Can we have an OIDC client application (Apache Web+OIDC library) running in DMZ that is taking care of user authentication and authorization through Okta API OIDC integration? Basically, the idea is to have the user authenticated and authorized to access the OIDC Client app, Receive the access token and send it to the backend application.
This is all trying to restrict the request reaching backend application server before it is properly authenticated and authorized and also to cut all the outbound calls from backend application server machine.

Does this approach has any downside or security concerns? Any other additional validation to be taken on backend application to verify the access token to make sure it was issued by Okta Custom API Authz server and came from the trusted client? Please suggest.

Thanks,
Nav

Hi @Nav,

My $0.02… Take with a grain of salt since I don’t know all the details of what you’re trying to do.

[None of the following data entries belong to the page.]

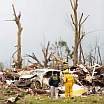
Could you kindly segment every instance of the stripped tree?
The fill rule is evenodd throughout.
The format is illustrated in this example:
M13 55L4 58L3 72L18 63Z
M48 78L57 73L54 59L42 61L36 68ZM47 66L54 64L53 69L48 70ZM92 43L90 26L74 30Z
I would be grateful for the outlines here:
M71 14L71 20L72 20L72 26L74 28L74 52L73 52L73 64L78 64L78 48L81 47L81 40L83 39L85 34L81 34L82 31L82 25L88 18L83 19L83 13L81 13L80 18L78 18L78 0L70 0L71 8L72 8L72 14Z
M37 56L32 53L32 55L28 55L28 57L32 58L33 60L35 60L40 67L48 67L48 63L51 61L51 56L53 55L52 52L49 52L49 47L50 47L50 42L48 42L47 46L42 48L42 53L43 53L43 61L39 61L39 59L37 58Z
M22 57L21 57L21 33L22 33L22 26L21 26L21 22L20 22L20 18L21 18L21 12L19 12L19 14L16 14L14 5L12 4L12 8L13 8L13 13L14 13L14 20L16 25L17 25L17 57L15 60L15 65L16 65L16 69L20 69L22 68Z

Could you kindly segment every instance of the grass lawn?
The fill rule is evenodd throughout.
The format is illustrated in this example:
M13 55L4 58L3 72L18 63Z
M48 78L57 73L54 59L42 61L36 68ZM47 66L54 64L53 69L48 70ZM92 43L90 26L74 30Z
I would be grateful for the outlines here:
M42 95L26 95L23 99L18 100L16 104L104 104L104 96L90 95L87 97L75 97L74 99L60 98L52 100Z

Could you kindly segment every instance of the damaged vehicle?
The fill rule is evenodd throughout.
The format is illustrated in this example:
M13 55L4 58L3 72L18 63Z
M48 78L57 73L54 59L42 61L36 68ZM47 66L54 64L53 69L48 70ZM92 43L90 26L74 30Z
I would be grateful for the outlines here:
M47 89L49 88L49 78L53 74L60 76L60 70L57 69L35 69L31 74L35 75L33 86L37 89Z
M16 81L14 84L17 86L17 87L23 87L23 88L27 88L27 87L31 87L32 83L33 83L33 79L34 79L34 75L28 75L28 74L25 74L25 75L21 75L19 77L19 80Z
M60 76L60 70L56 69L35 69L30 74L23 74L15 82L17 87L30 87L36 89L46 89L49 87L48 80L52 74Z

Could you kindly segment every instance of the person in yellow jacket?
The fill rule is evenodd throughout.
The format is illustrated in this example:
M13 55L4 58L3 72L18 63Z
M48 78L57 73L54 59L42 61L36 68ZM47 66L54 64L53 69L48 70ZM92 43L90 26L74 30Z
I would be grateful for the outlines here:
M65 85L65 97L72 97L72 87L74 84L74 78L69 70L66 69L64 71L64 85Z

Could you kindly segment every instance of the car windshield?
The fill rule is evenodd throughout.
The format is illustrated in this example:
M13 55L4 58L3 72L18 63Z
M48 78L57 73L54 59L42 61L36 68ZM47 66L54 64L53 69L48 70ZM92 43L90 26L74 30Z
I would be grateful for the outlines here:
M42 71L42 70L35 70L35 71L33 71L31 74L32 75L35 75L35 74L37 74L37 75L42 75L42 74L44 74L45 73L45 71Z
M48 71L48 72L45 73L44 77L49 78L50 76L52 76L52 74L57 74L58 76L60 76L59 71Z

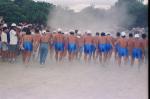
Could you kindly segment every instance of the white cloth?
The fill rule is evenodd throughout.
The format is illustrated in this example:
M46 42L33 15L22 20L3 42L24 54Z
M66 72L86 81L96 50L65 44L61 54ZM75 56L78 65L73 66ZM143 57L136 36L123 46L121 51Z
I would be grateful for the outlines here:
M5 32L1 34L1 41L7 43L7 34Z
M16 31L10 31L10 45L16 45L18 43L18 37Z

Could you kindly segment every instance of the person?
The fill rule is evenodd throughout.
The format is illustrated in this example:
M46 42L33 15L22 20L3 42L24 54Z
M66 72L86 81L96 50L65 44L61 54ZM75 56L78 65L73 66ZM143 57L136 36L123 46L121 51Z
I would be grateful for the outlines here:
M107 33L106 39L107 59L110 59L113 49L113 38L110 33Z
M143 53L143 61L145 60L145 62L147 62L148 60L148 39L147 39L147 35L145 33L142 34L142 45L144 48L144 53Z
M25 29L25 31L26 34L22 37L23 63L28 64L33 50L33 36L31 35L28 27Z
M3 25L2 33L1 33L1 48L2 48L2 59L3 61L8 60L8 42L7 42L7 25Z
M81 32L79 31L78 34L77 34L77 53L76 53L76 58L81 59L83 49L84 49L83 36L81 35Z
M68 59L72 61L76 55L77 51L77 37L75 36L74 31L70 31L70 35L67 38L68 42Z
M46 32L46 30L42 31L42 36L40 40L40 64L45 64L45 60L48 54L49 49L49 42L50 42L50 35Z
M53 31L51 34L50 34L50 46L49 46L49 49L50 49L50 58L52 59L53 56L54 56L54 37L56 35L56 31Z
M39 29L35 28L35 34L33 35L33 59L38 59L40 40L41 34Z
M16 54L17 54L17 44L18 44L18 35L16 32L16 24L12 23L11 30L9 32L10 35L10 42L9 42L9 54L10 54L10 62L16 61Z
M67 50L68 50L68 32L64 32L64 51L63 51L63 58L67 56Z
M131 65L133 66L135 59L138 59L138 65L142 62L142 57L144 53L144 45L142 40L140 39L139 34L135 34L135 40L134 40L134 45L133 45L133 50L132 50L132 60L131 60Z
M120 39L120 36L121 36L121 33L120 33L120 32L117 32L117 33L116 33L116 38L114 39L115 60L118 60L118 59L117 59L117 58L118 58L118 50L119 50L119 47L120 47L119 43L116 43L116 44L115 44L115 42L116 42L118 39Z
M58 33L56 33L56 35L54 36L54 44L55 44L55 59L56 61L61 61L64 52L64 35L62 34L61 29L58 29Z
M93 51L93 37L91 35L91 31L87 31L87 35L83 38L84 40L84 61L87 62L91 60L92 51Z
M102 63L106 62L107 59L107 38L104 32L101 33L101 36L98 39L98 50L99 50L99 60Z
M98 38L99 32L96 32L95 36L93 37L93 59L96 60L98 57Z
M124 58L124 63L127 63L128 59L128 41L125 32L121 32L121 38L116 41L116 44L117 43L120 45L118 49L118 65L121 66L122 58Z
M0 58L2 57L2 42L1 42L1 34L2 34L2 29L0 28Z
M128 59L131 60L132 57L132 50L133 50L133 46L134 46L134 38L133 38L133 34L129 33L129 39L128 39Z

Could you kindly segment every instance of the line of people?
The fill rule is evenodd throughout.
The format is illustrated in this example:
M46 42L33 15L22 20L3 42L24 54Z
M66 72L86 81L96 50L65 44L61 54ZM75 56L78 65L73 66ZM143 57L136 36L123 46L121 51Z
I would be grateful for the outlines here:
M115 53L118 65L130 61L134 64L143 62L146 56L148 40L146 34L134 34L117 32L116 37L111 33L93 33L87 31L82 34L74 30L63 32L61 29L50 32L48 29L40 29L32 26L17 26L15 23L10 28L3 24L0 30L0 56L3 61L15 62L20 52L23 63L28 64L31 56L40 58L40 64L45 64L48 52L53 56L55 52L56 61L61 61L66 56L69 61L81 59L84 53L84 61L99 60L106 63Z

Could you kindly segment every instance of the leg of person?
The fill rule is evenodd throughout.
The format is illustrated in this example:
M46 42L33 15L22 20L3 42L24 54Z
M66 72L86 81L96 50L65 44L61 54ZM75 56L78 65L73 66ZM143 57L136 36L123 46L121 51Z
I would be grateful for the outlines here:
M40 45L40 64L43 64L43 54L44 54L44 50L43 47Z
M43 54L43 63L45 64L46 58L47 58L47 54L48 54L48 47L46 47L47 45L45 45L44 48L44 54Z

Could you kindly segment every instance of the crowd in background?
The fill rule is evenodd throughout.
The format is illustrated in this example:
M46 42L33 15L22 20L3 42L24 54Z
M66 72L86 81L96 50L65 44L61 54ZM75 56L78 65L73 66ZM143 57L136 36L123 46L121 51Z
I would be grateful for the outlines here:
M140 29L142 31L135 30L137 29L116 32L114 37L110 32L64 32L60 28L52 31L42 25L12 23L8 26L1 23L0 57L3 62L15 63L17 57L22 55L23 63L28 64L32 56L33 59L39 59L40 64L45 64L50 52L50 56L54 56L56 61L61 61L65 57L73 61L83 56L85 62L93 59L106 63L114 52L114 58L119 65L122 58L125 63L130 61L131 65L138 59L140 64L147 58L145 53L148 52L148 40L143 28Z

Can we have an OIDC client application (Apache Web+OIDC library) running in DMZ that is taking care of user authentication and authorization through Okta API OIDC integration? Basically, the idea is to have the user authenticated and authorized to access the OIDC Client app, Receive the access token and send it to the backend application.
This is all trying to restrict the request reaching backend application server before it is properly authenticated and authorized and also to cut all the outbound calls from backend application server machine.

Yes you can. Not sure if you should.

Does this approach has any downside or security concerns? Any other additional validation to be taken on backend application to verify the access token to make sure it was issued by Okta Custom API Authz server and came from the trusted client? Please suggest.

Some things you should consider:

  • Using a Web Server on DMZ means that you’re relying on perimeter security. You should implement the proper network controls for that (firewalls, intranet, etc).
  • You also loose some deployment flexibility when you implement this, since your app must live only behind the firewall.
  • If you port authorization to your Web Server (check access token scopes), you are under risk of having to reconfigure/restart the server every time a new scope comes up. This brings A LOT of work on sysadmin.
  • If your app is already working with OIDC/OAuth and is parsing id and access tokens, it’s performing 90% of the job. Adding the code for checking the token is not much (and probably way less than deploy new web servers). You can also rely on Okta SDKs to help you with that (Go https://developer.okta.com/documentation/. you can click a programming language to check the SDK available).
  • IMO If you’re adding a Web Server on the DMZ only to improve security, you should instead consider adding rules to your firewall to filter bad incoming requests and create a restrictive rule for outbound requests. For OIDC/OAuth, the only outbound reqs your app will make are to get tokens, refresh tokens, and introspect users. You can create an outbound rule in your firewall to limit those (outbound only to https://myorg.okta.com/oauth2/myAuthzServerId).

I guess the Web Server/DMZ strategy is a good option only when you’re trying to protect legacy apps that are not compatible with OIDC and OAuth.